Lorsque la tête bouclée de Sasha disparut à l’angle de la rue, je refermai la porte. Azazel se laissa glisser jusqu’au coussin, et s’allongea dans une position lascive particulièrement déconcertante. Il allongea les pattes arrières et les croisa, puis posa son menton sur sa patte repliée en esquissant un sourire carnassier.

« Et sinon, c’est qui, ce Loki ? » s’enquit-il d’un air moqueur.

Je détournai la tête afin qu’il ne me voit pas rougir.  

« Rien qui te concerne. »

La nuit était déjà bien avancée, pourtant, je ne dormais pas. Assise dans mon lit, le dos confortablement appuyé sur une colonne d’oreillers moelleux, mes yeux étaient grands ouverts. Azazel procédait à une toilette méthodique. Je ne pouvais m’empêcher de le fixer avec un certain dégoût, car cet imposteur pelucheux était tout sauf un chat.

« Quoi ?

— Rien. »

Pourquoi restait-il là, à agir en félin, comme si de rien n’était ? Son comportement me laissait perplexe.

« QUOI ?

— Rien ! 

— Tu comptes me mater encore longtemps comme ça ? demanda-t-il, une patte en l’air.

— J’aimerais bien savoir ce que tu fiches sur mon plumard.

— Je suis bien là.

— … sur mon plumard.

— Oui, gamine, sur ton plumard. Il est confortable ton plumard. Hier ça ne t’a pas dérangé que je sois dans ton plumard, fit-il en dévoilant ses crocs dans un rictus. La chambre du fond pue la vieille bique, et puis de toute façon, c’est le meilleur moyen de garder un œil sur toi, alors pète un coup et dors. »

Il se roula en boule contre mes pieds et prit une grande inspiration. Comment pouvait-il tenir dans ce costume ? N’était-il pas à l’étroit à l’intérieur ?

« Pourquoi un chat ?

— Encore un pourquoi, grommela-t-il dans sa fourrure. Une idée de Baël à la base, ça a même lancé une mode, en Égypte notamment. Grande époque. Dans votre monde, y’a pas plus peinard qu’un chat. Nourri, logé, et tout ça à l’œil. La forme parfaite pour prendre des vacances. »

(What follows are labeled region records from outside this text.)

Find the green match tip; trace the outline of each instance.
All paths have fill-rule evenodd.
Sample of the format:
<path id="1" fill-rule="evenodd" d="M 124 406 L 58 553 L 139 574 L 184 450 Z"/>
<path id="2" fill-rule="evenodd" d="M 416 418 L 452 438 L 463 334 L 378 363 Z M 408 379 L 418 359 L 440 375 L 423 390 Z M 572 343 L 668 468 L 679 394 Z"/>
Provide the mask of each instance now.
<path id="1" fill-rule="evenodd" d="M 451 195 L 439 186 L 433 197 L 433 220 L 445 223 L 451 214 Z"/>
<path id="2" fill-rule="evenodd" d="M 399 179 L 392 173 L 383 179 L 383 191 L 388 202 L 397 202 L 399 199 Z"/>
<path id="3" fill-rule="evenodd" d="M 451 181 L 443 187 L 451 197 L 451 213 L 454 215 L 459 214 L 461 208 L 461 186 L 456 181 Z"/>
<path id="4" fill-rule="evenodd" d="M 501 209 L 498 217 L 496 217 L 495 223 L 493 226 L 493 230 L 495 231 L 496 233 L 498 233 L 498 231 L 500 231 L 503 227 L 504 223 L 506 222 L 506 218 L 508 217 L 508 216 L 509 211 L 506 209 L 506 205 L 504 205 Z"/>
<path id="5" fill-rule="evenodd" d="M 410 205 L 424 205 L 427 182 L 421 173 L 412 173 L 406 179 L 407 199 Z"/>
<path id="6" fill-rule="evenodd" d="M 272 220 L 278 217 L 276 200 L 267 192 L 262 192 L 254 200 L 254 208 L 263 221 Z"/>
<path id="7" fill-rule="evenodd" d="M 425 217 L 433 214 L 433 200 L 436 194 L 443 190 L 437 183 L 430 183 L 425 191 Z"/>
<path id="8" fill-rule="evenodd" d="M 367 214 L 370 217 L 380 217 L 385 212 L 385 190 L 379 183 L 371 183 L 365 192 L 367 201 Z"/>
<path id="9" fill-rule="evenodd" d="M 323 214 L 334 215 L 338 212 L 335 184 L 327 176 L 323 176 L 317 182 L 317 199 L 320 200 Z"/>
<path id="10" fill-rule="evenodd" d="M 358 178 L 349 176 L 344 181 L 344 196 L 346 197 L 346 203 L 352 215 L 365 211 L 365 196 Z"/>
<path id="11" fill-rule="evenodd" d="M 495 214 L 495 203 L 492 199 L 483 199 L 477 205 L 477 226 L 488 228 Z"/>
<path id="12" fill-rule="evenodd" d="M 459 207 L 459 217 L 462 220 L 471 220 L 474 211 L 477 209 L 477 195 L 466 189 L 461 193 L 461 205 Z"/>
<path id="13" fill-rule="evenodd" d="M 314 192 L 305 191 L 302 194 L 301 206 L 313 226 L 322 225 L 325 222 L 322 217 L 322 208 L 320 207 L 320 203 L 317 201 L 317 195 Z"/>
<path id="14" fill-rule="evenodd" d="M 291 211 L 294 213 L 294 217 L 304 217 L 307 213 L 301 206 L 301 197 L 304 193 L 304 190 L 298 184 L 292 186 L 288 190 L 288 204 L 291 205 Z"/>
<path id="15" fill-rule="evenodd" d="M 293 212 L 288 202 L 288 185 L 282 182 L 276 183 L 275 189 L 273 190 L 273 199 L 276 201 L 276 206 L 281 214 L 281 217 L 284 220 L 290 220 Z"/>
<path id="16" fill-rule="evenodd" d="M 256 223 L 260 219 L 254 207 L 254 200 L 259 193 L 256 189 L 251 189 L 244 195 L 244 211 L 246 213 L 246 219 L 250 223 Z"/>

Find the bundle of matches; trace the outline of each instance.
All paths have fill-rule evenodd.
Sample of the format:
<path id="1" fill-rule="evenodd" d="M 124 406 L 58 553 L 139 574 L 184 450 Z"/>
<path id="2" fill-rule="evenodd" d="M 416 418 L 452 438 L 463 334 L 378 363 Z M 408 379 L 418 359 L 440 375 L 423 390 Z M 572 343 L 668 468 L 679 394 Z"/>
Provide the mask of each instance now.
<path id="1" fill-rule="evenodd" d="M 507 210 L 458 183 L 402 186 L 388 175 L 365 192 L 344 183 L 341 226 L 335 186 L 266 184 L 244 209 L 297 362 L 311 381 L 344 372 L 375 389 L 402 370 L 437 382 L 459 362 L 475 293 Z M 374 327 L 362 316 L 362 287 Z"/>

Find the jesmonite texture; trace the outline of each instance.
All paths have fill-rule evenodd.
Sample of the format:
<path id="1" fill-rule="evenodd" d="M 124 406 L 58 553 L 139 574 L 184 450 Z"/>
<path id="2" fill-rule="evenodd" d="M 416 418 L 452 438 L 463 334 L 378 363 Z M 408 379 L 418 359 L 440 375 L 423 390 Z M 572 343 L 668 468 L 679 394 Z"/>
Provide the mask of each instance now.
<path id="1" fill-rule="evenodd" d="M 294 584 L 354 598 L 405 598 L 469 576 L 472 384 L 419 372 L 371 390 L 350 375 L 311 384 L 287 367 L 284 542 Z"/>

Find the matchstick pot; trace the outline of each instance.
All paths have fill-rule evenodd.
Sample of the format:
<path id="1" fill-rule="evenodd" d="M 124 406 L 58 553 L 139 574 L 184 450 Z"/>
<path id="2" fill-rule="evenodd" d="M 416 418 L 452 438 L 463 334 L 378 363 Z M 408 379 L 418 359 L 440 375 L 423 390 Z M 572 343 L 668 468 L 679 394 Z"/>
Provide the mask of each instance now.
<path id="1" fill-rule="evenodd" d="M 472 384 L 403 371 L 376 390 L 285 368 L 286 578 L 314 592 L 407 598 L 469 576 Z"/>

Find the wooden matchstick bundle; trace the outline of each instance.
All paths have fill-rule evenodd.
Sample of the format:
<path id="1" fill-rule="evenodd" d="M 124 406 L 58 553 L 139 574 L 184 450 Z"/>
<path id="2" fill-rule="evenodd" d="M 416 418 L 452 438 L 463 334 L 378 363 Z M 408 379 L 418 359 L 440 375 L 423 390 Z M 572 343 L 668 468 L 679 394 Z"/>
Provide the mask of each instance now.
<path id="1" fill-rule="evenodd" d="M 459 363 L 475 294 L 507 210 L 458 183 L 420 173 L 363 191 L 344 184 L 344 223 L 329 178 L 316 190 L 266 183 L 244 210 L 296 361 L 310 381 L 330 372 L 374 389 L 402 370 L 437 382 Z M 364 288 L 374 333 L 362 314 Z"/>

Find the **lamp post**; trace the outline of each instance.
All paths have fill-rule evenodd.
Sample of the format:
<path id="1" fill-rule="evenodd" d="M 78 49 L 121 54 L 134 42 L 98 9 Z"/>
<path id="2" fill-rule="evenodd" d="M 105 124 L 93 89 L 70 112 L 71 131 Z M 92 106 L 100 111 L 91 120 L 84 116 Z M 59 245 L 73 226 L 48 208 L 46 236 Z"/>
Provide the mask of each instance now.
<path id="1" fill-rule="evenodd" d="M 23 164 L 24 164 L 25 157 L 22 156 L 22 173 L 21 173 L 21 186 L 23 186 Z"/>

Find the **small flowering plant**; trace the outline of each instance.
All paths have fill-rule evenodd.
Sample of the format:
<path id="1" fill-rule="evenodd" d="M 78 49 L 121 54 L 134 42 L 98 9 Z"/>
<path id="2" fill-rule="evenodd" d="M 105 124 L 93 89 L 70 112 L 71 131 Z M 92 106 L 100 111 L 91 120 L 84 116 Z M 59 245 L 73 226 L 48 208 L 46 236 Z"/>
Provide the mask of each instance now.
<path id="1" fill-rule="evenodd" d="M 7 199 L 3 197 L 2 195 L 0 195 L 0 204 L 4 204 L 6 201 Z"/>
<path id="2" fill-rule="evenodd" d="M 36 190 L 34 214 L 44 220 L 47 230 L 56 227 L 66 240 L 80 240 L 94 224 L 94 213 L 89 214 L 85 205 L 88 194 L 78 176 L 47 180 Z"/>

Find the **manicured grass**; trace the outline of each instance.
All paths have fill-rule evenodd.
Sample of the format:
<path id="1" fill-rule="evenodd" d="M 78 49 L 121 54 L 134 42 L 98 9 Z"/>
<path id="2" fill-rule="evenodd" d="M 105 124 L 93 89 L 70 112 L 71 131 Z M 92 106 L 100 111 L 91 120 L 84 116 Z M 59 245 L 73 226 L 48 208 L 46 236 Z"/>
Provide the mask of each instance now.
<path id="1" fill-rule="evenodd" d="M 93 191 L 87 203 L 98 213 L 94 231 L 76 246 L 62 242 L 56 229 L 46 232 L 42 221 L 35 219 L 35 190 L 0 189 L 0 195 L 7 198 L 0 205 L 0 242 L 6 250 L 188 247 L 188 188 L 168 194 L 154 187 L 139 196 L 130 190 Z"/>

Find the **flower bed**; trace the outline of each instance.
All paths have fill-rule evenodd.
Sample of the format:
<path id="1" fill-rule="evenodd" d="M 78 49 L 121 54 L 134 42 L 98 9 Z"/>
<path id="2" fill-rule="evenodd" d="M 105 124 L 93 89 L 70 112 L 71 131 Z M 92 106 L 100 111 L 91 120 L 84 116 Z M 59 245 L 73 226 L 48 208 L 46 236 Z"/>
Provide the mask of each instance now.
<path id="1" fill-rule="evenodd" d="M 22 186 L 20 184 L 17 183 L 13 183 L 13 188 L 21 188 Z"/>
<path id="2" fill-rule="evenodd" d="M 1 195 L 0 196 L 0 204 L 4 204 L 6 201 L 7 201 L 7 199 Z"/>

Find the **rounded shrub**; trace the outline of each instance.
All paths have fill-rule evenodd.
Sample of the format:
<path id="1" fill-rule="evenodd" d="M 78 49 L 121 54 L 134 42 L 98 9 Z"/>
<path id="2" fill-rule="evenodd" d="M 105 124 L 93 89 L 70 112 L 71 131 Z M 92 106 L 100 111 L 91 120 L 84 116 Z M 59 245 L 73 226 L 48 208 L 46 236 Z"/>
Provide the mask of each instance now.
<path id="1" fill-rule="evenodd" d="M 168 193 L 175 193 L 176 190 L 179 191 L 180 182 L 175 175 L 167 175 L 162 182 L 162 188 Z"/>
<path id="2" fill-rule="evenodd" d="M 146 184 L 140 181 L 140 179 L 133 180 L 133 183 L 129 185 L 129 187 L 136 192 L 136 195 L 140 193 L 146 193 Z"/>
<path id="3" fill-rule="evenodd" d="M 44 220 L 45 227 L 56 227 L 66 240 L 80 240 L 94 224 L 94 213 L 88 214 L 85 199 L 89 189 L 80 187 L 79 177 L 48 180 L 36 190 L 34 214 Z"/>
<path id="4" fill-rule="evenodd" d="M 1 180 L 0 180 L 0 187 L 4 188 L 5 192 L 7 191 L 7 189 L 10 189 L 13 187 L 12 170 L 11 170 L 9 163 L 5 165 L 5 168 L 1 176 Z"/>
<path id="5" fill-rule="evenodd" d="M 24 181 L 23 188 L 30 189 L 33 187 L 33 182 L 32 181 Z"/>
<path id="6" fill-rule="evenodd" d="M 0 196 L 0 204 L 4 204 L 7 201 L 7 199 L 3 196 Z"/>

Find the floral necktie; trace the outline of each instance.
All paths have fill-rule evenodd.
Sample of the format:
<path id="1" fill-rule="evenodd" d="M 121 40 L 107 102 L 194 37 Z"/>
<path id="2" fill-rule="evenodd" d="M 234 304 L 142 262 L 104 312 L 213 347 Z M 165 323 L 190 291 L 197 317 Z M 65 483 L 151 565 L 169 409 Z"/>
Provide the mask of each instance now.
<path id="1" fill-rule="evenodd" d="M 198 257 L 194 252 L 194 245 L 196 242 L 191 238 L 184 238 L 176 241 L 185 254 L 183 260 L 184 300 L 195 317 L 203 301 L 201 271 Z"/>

J’acquiesçai : son raisonnement se tenait. Je finis par m’enfoncer sous la couette, le poussant du pied par inadvertance. Il grogna, puis se mit à ronfler. Il n’était pas croyable… Je m’endormis en me demandant pourquoi Lucifer me l’avait envoyé sous cette forme.

La lumière de la clairière m’éblouit. Allongée dans l’herbe, je fulminai. Il fallait vraiment que ça s’arrête.